Я переглянулся с Павлом. Лицо у того вытянулось.
– Ты чего гонишь, Иван?
– Спросил Павел.
– Вань, ты здоров?
– эхом отозвался я.
– Здоровее вас, болезных!
– В полном восторге захрюкал смехом Иван.
– Что это значит 'золота не было, - но оно было'?
– Растерянно спросил я.
– А то и значит.
– Фыркнул Иван, потрясая старинным блокнотом.
– Дневник не врет. Этот Медлявский пишет, что конвой оказался пустышкой. Только вот, кто-то из дневника выдрал последнюю исписанную страницу. Смекаешь? Вся история, кроме последнего пункта. Писали карандашом, сильно нажимали, и на чистой странице, через исписанную, вмятины от грифеля остались. Те же слова, только невидимые. А я чистый лист приложил, и проштриховал.

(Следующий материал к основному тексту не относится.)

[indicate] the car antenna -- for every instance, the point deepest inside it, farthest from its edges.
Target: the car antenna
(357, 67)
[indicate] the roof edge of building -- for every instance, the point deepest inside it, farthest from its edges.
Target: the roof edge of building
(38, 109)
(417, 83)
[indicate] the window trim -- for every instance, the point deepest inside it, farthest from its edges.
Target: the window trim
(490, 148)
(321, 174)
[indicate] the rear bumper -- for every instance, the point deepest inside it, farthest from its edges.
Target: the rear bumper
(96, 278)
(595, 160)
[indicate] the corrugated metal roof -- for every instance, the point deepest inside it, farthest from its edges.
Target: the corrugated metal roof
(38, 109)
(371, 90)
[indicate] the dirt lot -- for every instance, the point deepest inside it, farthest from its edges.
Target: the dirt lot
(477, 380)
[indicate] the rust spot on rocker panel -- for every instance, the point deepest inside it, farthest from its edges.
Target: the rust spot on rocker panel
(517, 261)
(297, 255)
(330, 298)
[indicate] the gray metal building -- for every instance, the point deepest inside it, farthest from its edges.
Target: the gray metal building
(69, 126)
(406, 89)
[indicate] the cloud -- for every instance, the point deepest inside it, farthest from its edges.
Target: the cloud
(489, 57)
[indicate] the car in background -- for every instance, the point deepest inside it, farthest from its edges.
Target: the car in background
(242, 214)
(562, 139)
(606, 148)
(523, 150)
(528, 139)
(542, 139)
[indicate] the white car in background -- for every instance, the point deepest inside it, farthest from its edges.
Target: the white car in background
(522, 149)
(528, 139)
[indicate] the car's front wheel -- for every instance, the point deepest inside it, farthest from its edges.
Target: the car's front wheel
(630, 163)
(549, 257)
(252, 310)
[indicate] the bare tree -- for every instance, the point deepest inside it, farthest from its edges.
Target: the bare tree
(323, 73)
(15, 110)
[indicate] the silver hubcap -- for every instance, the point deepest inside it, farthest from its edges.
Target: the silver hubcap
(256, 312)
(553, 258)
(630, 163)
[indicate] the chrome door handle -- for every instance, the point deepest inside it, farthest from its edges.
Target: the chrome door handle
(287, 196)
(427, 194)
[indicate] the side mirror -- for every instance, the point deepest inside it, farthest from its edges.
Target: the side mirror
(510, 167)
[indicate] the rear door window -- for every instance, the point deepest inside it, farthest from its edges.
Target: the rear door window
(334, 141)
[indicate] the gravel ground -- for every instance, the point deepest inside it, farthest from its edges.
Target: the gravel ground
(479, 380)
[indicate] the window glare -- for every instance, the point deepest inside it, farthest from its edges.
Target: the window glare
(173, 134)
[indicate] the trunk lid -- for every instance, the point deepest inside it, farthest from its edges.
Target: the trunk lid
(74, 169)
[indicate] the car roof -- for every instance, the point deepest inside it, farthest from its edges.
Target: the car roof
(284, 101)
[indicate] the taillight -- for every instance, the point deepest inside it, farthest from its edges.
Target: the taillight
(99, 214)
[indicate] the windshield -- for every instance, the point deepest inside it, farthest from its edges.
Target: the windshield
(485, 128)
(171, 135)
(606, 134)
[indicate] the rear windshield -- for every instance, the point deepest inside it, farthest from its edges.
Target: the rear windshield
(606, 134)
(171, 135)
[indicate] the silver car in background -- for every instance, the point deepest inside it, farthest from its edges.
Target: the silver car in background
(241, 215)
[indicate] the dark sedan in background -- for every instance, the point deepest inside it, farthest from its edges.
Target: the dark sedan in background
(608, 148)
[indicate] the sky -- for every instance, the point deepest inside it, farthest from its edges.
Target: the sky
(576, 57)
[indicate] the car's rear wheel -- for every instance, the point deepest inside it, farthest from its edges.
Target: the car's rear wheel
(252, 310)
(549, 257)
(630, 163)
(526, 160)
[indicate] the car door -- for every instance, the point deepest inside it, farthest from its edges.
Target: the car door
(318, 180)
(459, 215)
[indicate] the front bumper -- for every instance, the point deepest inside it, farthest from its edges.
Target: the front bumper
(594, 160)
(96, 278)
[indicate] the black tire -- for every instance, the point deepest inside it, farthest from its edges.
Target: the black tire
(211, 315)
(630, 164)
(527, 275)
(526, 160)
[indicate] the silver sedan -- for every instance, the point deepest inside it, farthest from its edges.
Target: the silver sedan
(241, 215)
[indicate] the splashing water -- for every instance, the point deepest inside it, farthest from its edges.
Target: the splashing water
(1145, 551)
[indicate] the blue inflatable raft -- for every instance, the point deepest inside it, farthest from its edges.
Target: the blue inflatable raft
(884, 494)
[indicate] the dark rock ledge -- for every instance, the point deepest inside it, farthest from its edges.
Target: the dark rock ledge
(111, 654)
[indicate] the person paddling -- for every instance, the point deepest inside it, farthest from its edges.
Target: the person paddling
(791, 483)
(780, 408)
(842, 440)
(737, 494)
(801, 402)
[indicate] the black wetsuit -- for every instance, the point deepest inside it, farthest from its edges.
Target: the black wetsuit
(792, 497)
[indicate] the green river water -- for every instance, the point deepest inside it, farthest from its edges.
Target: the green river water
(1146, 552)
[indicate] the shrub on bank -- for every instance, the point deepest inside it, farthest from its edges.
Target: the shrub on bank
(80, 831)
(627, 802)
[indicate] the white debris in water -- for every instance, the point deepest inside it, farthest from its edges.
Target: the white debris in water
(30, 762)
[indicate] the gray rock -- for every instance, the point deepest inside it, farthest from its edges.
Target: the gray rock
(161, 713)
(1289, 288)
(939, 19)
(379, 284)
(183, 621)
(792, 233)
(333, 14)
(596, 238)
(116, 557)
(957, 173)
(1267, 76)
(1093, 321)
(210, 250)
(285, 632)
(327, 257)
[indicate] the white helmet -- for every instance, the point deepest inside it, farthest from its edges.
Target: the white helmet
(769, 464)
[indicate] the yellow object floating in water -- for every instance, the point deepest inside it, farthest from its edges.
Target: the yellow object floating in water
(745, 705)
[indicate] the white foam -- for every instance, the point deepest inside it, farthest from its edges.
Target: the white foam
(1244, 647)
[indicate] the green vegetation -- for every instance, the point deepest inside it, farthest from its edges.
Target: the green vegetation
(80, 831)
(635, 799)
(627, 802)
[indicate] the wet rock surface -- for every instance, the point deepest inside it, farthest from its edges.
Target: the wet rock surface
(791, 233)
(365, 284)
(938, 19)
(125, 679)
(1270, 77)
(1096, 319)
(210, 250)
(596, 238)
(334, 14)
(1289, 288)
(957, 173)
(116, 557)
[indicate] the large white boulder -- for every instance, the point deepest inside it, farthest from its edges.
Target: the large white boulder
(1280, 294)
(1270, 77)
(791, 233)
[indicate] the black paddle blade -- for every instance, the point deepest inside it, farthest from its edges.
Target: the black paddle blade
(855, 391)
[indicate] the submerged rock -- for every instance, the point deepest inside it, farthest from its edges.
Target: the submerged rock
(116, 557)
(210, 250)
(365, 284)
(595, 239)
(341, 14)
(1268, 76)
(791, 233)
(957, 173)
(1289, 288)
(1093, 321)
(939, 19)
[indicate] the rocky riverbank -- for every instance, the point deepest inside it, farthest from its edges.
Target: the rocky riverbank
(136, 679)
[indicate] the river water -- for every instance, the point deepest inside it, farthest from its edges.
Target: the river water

Помнишь, как мы в детстве, изображения с монет на лист перештриховывали?.. И вот тебе текст с последней выдранной страницы.
– И что там?
– Посунулся вперед я.
– Ах, испорченный отпуск, ах 'пантера в болоте'...
– со скорбным видом, поднял глаза вверх Иван.
– Ваня, - серьезно пообещал я, - я потом перед тобой на колени упаду, и буду лбом в землю долбиться, сколько скажешь. Но сейчас скажи, - чего ты нарыл?
– Ладно.
– Смилостивился Иван.
– Слушайте, про конец конвоя. Вот что вышло с золотом...
***
Это был нелегкий труд. Покойники уже начали застывать, и тащить их приходилось будто неуклюжые чурбаки с не отпиленными ветвями. Спасал только снег, который позволял волочить. Они сбросили последнее тело в яму, перекрестили её. Потом развели затухший костер, растопили котелке перемол с салом, согрелись перекусили.
– Пора уходить, - сказал краском Екимов, отогревая у умирающего костра озябшие пальцы.
– Пора.
– Согласился Медлявский. Еще только одно. У меня здесь остался еще один человек. Прапорщик Краузе. Он сидел с винтовкой на той скале... Это нам по пути.
– Заглянем.
– Согласился Екимов. Раз уж начали, приберем до конца.
– Слушайте, Екимов - Медлявский вспомнил свой последний разговор с Краузе - У вас в отряде не было такого Владимира Сенцова? Бывший царский офицер.
– Был.
– Кивнул Краском - Был такой. Артиллерист от бога. Погиб в нашу первую стычку. Знал его?
– Нет, слава Богу.
– Медлявский качнул головой.
– Краузе знал. Близкие товарищи по училищу. Краузе в него пулю и вложил. Переживал потом.
– Усобица.
– Екимов вытер иней с усов и щетины.
– Паскудное это дело.
– Да...
– Медлявский на секунду прикрыл глаза.
– Как же мы дошли до такого дерьма, Екимов? Я вижу в этой безумной бойне тех, кто превратился в мясников, и вижу тех, кто остался людьми. Все перемешаны. Разделение проходит не по границам политических партий. Со всех сторон есть нормальные люди. Почему же мы не смогли договориться? Русские не должны стрелять в русских. Не должны.
– На фабриках бывал когда, до войны?
– Спросил Екимов.
– Нет.
– А мне доводилось. Повезло, потом приметил меня человек. Взял в учебу на завод, выучился я на слесаря-лекальщика. Вышел я в люди не последний человек стал на Мотовилихе. Но те - первые месяцы на фабрике Скоромыслова... Там такое скотство творилось... Сам не увидишь, не передать. Вонь, грязь, люди как свиньи. Хуже, чем свиньи. И работа, по четырнадцать часов в день. Четырнадцать! А с фабрики не выпускают. Живешь прямо при ней. Иначе штраф. А хочешь купить еды, - покупаешь в прифабричном магазине, где цены втрое. А в сортирах не убирают, - знаешь, почему? Владелец объяснил, - если в сортирах убрать, рабочие начнут там отдыхать... Такие дела.
– Ужасно, - согласился Медлявский.
– Но ведь и мы за перемены! Сибирская директория не за восстановление царской власти. Мы...
– Не царь на той фабрике людей гнобил.
– Перебил Екимов.
– Позволял, да. Наплевать ему с его царского насеста было, - может быть. Но гнобил нас владелец-буржуй. И вы хотите, чтобы буржуи были. А мы - чтоб не было. Вот и вся политика. И ты прав. Не должны русские стрелять в русских. А жилы тянуть одни русские из других - должны? Должны быть среди русских упыри, -которые сосут из работяг здоровье, и превращают их кровь в свою деньгу? Подлость и скотство укоренились. А что теперь - это уже ответ идет. И это я с тобой говорю, потому что кое-чего в жизни видал. А работяга с фабрики, тебе бы сразу лицо кулаком проштробил. Потому что, в нем ничего кроме ненависти нет. Одна у него политическая программа Буржуй-Фонарь-Веревка. Ему эту программу очень долго вколачивали. Каждый день, по четырнадцать часов.